Nostalgia Galore: The Story of My First Time Back to My Undergrad Campus, Post-Graduation

    Posted on Thursday, Mar 19, 2020
    In times like these, when the world seems especially heavy, I want to share something that made my heart feel light.

    For my mini-spring break this year, I decided to go back and visit my undergraduate institution for the first time since my graduation in May of 2019. I didn’t think much of it: I was going back to a town I knew very well and where I knew a lot of people. It was a trip I had made more times than I could count. I thought it would be a run-of-the-mill little trip before I jumped back into research.
    I had no idea this trip would mean as much to me as it did.

    This trip induced the most nostalgic feeling I’ve ever experienced of my life. It was so hard to appreciate the little town my university occupies until I had left it for so many months. I had no idea that going back to a place that seemed so average and “normal” to me would make me feel such a wide range of emotions.

    It made me realize that every street corner I passed had a story. Each building I revisited, I could see myself sitting in the lecture halls with my friends, I could remember the sound of the professor’s voice who had taught in that room. I would see signs on campus that I remembered passing and reading every day and, having not seen them in months, they looked so much more fresh to me now.

    I couldn’t go anywhere on campus without remembering. I walked by my old dorm and things got even crazier, because I recalled wondering if my dorm-friends would be people I knew forever or just people I knew temporarily. The thing that blew my mind is: I know the answer to that wonder now. I know that many of them have become people that I cannot imagine my life without. I also know the ones that stuck around versus the ones that didn’t are hardly what I would’ve expected when I lived there.

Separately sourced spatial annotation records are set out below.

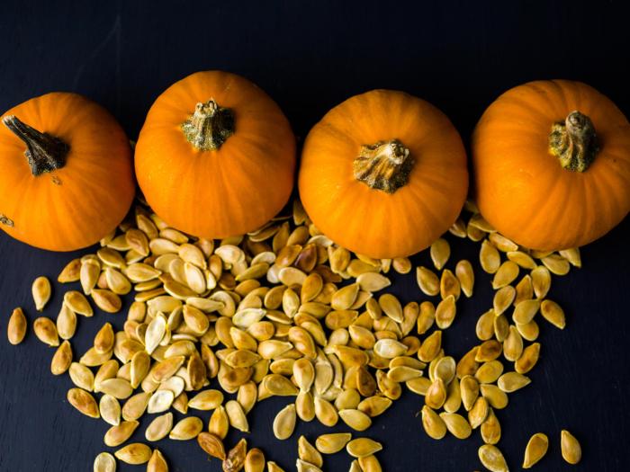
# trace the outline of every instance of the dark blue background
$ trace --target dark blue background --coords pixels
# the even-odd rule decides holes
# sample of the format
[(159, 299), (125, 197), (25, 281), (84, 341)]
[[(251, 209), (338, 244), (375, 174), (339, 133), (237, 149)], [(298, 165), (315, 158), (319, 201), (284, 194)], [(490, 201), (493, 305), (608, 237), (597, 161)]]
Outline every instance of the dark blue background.
[[(258, 84), (300, 137), (340, 101), (375, 87), (429, 100), (451, 117), (466, 142), (500, 92), (533, 79), (582, 80), (630, 114), (630, 40), (623, 2), (3, 4), (0, 111), (50, 91), (78, 92), (111, 110), (132, 138), (159, 93), (192, 72), (213, 68)], [(583, 249), (583, 269), (554, 278), (551, 298), (565, 307), (567, 328), (561, 332), (541, 322), (543, 359), (531, 374), (533, 384), (511, 395), (510, 405), (498, 413), (503, 426), (500, 447), (513, 470), (519, 469), (527, 439), (536, 432), (546, 432), (551, 445), (535, 470), (630, 469), (629, 236), (626, 220)], [(450, 264), (465, 256), (478, 268), (477, 248), (456, 240)], [(24, 307), (30, 321), (37, 316), (32, 281), (40, 274), (54, 280), (70, 257), (0, 234), (3, 332), (16, 306)], [(420, 299), (411, 276), (400, 278), (394, 292), (405, 301)], [(58, 287), (45, 315), (56, 316), (61, 293)], [(446, 334), (447, 352), (461, 355), (474, 344), (476, 317), (490, 300), (489, 278), (480, 275), (475, 298), (458, 305), (458, 318)], [(123, 318), (82, 318), (75, 352), (87, 349), (105, 320), (121, 326)], [(19, 347), (0, 342), (1, 471), (91, 470), (94, 457), (108, 449), (102, 442), (107, 425), (68, 405), (70, 381), (51, 376), (51, 355), (32, 333)], [(248, 437), (288, 472), (298, 435), (314, 440), (326, 430), (315, 423), (301, 424), (290, 441), (276, 441), (270, 423), (284, 403), (266, 400), (255, 408), (254, 432)], [(367, 432), (385, 445), (378, 455), (385, 470), (481, 470), (479, 434), (465, 441), (434, 441), (415, 417), (421, 405), (421, 397), (406, 394)], [(144, 439), (147, 423), (133, 439)], [(560, 459), (562, 428), (581, 440), (579, 467)], [(237, 438), (230, 434), (230, 443)], [(171, 470), (220, 469), (193, 441), (163, 440), (158, 448)], [(325, 467), (342, 471), (348, 464), (347, 456), (338, 454), (326, 458)], [(119, 470), (140, 469), (119, 464)]]

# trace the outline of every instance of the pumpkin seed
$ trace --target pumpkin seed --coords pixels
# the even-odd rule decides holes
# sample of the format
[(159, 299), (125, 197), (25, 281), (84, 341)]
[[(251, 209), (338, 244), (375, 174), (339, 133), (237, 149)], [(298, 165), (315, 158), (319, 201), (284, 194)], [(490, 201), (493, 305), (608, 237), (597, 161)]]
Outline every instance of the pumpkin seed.
[(225, 460), (225, 447), (220, 438), (211, 432), (200, 432), (197, 436), (199, 446), (209, 455), (219, 460)]
[[(479, 253), (479, 262), (484, 272), (487, 273), (495, 273), (499, 271), (499, 267), (501, 264), (501, 256), (499, 254), (499, 251), (497, 251), (496, 247), (487, 240), (484, 240), (483, 243), (482, 243), (482, 249)], [(508, 285), (508, 283), (506, 285)]]
[(162, 413), (168, 410), (173, 405), (175, 395), (170, 390), (157, 390), (149, 398), (147, 412)]
[(482, 384), (479, 388), (482, 396), (492, 408), (500, 410), (508, 406), (508, 395), (496, 385)]
[(11, 314), (9, 324), (6, 327), (6, 336), (9, 343), (14, 345), (19, 344), (26, 335), (27, 322), (24, 312), (22, 308), (15, 308)]
[(372, 426), (372, 419), (361, 410), (341, 410), (339, 417), (355, 431), (365, 431)]
[(196, 416), (188, 416), (179, 421), (168, 433), (168, 438), (188, 441), (196, 438), (203, 429), (203, 422)]
[(536, 432), (527, 442), (525, 449), (525, 459), (523, 459), (523, 468), (531, 468), (536, 462), (544, 457), (549, 448), (549, 440), (546, 434)]
[(35, 309), (41, 311), (50, 299), (50, 281), (46, 277), (40, 276), (35, 279), (32, 286), (32, 299), (35, 302)]
[(492, 408), (488, 412), (486, 421), (482, 423), (481, 427), (482, 439), (486, 444), (496, 444), (501, 438), (501, 425), (494, 414)]
[(440, 237), (431, 245), (429, 253), (431, 254), (433, 265), (436, 267), (436, 269), (440, 271), (448, 261), (448, 258), (451, 256), (451, 246), (448, 245), (448, 241)]
[(248, 423), (248, 418), (245, 415), (243, 407), (237, 401), (230, 400), (225, 404), (225, 412), (228, 414), (228, 419), (230, 420), (230, 424), (233, 428), (243, 432), (249, 432), (249, 424)]
[(439, 414), (448, 432), (455, 438), (465, 440), (472, 433), (471, 425), (466, 419), (456, 413), (440, 413)]
[(523, 350), (523, 354), (514, 363), (514, 370), (519, 374), (526, 374), (538, 361), (540, 343), (534, 343)]
[(243, 468), (247, 450), (248, 441), (243, 438), (228, 452), (223, 460), (223, 472), (238, 472)]
[(83, 293), (76, 290), (69, 290), (64, 294), (63, 301), (68, 308), (84, 316), (92, 316), (94, 310)]
[(100, 416), (96, 400), (82, 388), (70, 388), (68, 391), (68, 401), (86, 416), (98, 418)]
[(566, 326), (564, 311), (554, 301), (543, 300), (540, 305), (540, 314), (556, 328), (564, 329), (564, 326)]
[(440, 280), (430, 269), (427, 269), (423, 266), (417, 267), (416, 281), (420, 290), (422, 290), (425, 295), (433, 297), (440, 292)]
[(245, 472), (263, 472), (265, 470), (265, 454), (257, 448), (250, 449), (245, 456)]
[(551, 289), (551, 273), (549, 273), (549, 269), (544, 265), (539, 265), (530, 272), (530, 275), (532, 277), (534, 294), (536, 298), (544, 298), (549, 292), (549, 289)]
[(497, 380), (499, 388), (506, 393), (515, 392), (531, 383), (528, 377), (518, 372), (508, 372)]
[(567, 430), (562, 430), (560, 435), (560, 447), (562, 459), (569, 464), (577, 464), (582, 457), (582, 449), (575, 436)]
[(121, 404), (111, 395), (104, 395), (98, 403), (98, 409), (105, 423), (109, 423), (112, 426), (117, 426), (121, 423)]
[(523, 251), (508, 251), (506, 255), (508, 259), (523, 269), (535, 269), (536, 266), (536, 261), (534, 261), (532, 256)]
[(37, 338), (44, 344), (48, 344), (50, 347), (57, 347), (59, 345), (59, 336), (57, 333), (57, 326), (50, 318), (40, 316), (33, 322), (32, 330)]
[(322, 434), (315, 440), (315, 447), (322, 454), (336, 454), (352, 440), (349, 432)]
[(281, 441), (289, 439), (295, 429), (295, 405), (287, 405), (274, 419), (274, 435)]
[(346, 450), (353, 458), (364, 458), (382, 450), (382, 444), (370, 438), (357, 438), (346, 445)]
[(468, 298), (472, 297), (472, 288), (474, 286), (472, 264), (465, 259), (458, 262), (455, 266), (455, 277), (459, 281), (464, 294)]
[(517, 304), (514, 308), (512, 319), (514, 323), (526, 325), (534, 319), (534, 316), (540, 308), (540, 300), (523, 300)]
[(359, 467), (364, 472), (382, 472), (382, 468), (375, 456), (359, 458)]
[(230, 419), (223, 405), (218, 406), (210, 417), (208, 431), (223, 440), (228, 435), (230, 429)]
[(113, 453), (119, 460), (137, 466), (146, 464), (151, 459), (151, 449), (141, 442), (133, 442), (128, 444), (122, 449), (118, 450)]
[(517, 290), (511, 285), (506, 285), (499, 289), (494, 294), (494, 298), (492, 300), (492, 307), (495, 316), (499, 316), (507, 310), (514, 301), (516, 296)]
[(157, 441), (166, 438), (173, 429), (173, 414), (166, 413), (160, 416), (156, 416), (147, 426), (144, 437), (147, 441)]
[(116, 459), (109, 452), (101, 452), (94, 459), (94, 472), (116, 472)]
[(298, 457), (318, 468), (324, 465), (324, 459), (320, 451), (303, 435), (298, 440)]
[(491, 472), (508, 472), (508, 464), (501, 451), (492, 444), (483, 444), (479, 448), (479, 459), (483, 467)]
[(448, 328), (454, 321), (455, 314), (455, 298), (454, 295), (449, 295), (436, 307), (436, 325), (440, 329)]
[(446, 423), (426, 405), (422, 407), (422, 427), (434, 440), (441, 440), (446, 435)]
[(147, 472), (168, 472), (168, 464), (164, 455), (157, 449), (153, 450), (147, 464)]

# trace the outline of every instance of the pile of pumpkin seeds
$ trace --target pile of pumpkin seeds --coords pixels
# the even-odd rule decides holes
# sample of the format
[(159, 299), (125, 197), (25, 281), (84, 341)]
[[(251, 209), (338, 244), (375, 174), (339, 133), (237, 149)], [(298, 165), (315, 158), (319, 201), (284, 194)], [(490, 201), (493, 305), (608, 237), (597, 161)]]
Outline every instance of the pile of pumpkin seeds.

    I felt this longing the first day of my trip. A longing to return and just stay there, to stay with things I knew that were familiar and people that I had been close to for so many years. The nostalgia was getting to me, I simply did not want to leave.

    However, a little further into my trip, I started to notice changes.

    Things around campus were different. Physically, there were buildings that were demolished that I had been so used to seeing, and new ones coming up in places I never would have expected. The grounds had changed their greenery, the sidewalks were newer, even some of the roads had experienced a transformation in the time I had been gone.

    I recognized the place, but not as completely as I used to.

    I also realized that, although the place would always inhabit an important part of my heart, it wasn’t the same campus that I was in love with during undergrad. Part of the magic of college, I believe, is the community of people you create. And these people surround you, day-in and day-out. And in my memories, these people live on at my undergrad institution. I remember grabbing lunch with them on a whim, or walking each other to class, or running into each other at the library.

    Just like me, my community had moved on. On campus, I saw nearly no one I recognized, and while this was a weird feeling, it helped ease my nostalgia tremendously.

    The bitter-sweet visit was exactly what I needed. It reminded me that the place was still there, and that it wasn’t going anywhere while I was away. I also know I can always go back there and feel a little bit at home. But, I also know it’s not the place it used to be to me, which is good because it means I can move on, and that by moving on I am doing the right thing.

    So, in these crazy times, if anyone is feeling that longing to go back to a place you know and you remember, be it your undergrad institution or anywhere else you feel nostalgic about, make a point to go back there. For me, it allowed me to accept the changes in my life rather than dodging them and letting memories hold me back.
    ---Serina Taluja
    Serina Taluja is doctoral student in the Genetics program.